Report: US could deploy Iron Dome batteries to Gulf
A Haaretz report said on Sunday that "The United States is expected to soon begin deploying Iron Dome missile interceptor batteries, one of the jewels of Israel's arms manufacturing industry, in its bases in the Gulf States, according to security officials."
According to the article officials won't say which countries the system could be deployed in. Iron Dome was developed by Israel and has an impressive success rate against rockets, mortars and other shorter range threats. Israel has delivered two batteries to the US army. Israel's Rafael Advanced Defense Systems partners with Raytheon in the US on Skyhunter, the US version of the system. According to Defense News in August 2020 Rafael and Raytheon partnered to build the system in the US. "Under the name Raytheon Rafael Area Protection Systems, the partnership is being set up to build a first-ever Iron Dome “all-up-round” facility stateside. The facility will build Iron Dome systems, the Tamir interceptor and launcher, and the SkyHunter missile (the U.S. version of Tamir), according to a Rafael-issued statement." The US has been searching for various new air defense capabilities, what are often called SHORAD or M-SHORAD. The US has also faced missile threats in Iraq and Gulf states and US bases there need defenses against drone and missile threats. Iran used drones to attack Saudi Arabia in September 2019 and a drone attack was alleged to have taken place over Riyadh on January 23, 2021, when an interception was heard. Patriot batteries have often provided protection in these areas in the past. Patriot systems can confront drone threats.

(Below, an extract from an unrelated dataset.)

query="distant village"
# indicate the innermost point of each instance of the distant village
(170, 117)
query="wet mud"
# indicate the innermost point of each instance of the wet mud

The Haaretz article notes that Israel had supplied the US with the Iron Dome batteries in relation to the August 2019 deal and that the agreement was. linked through Israel's Missile Defense Organization and the Defense Ministry.
Now the Haaretz report notes that "Israeli defense sources say the United States has received the approval of senior Israeli officials to begin deploying the missile defense systems on American military bases in a number of countries," which could include the Middle East.
But Israel doesn't reveal which countries. Israel Defense Minister Benny Gantz has praised the system and said it would help the US against ballistic and aerial threats. "Behind closed doors, Israel gave its tacit agreement to the Americans to place the batteries in order to defend its forces from attacks by Iran and its proxies," the report says. In 2018 reports said Saudi Arabia had expressed interest in the system.
Israeli companies are expected to attend IDEX in Abu Dhabi for the first time in February. These include IAI, IMCO and others.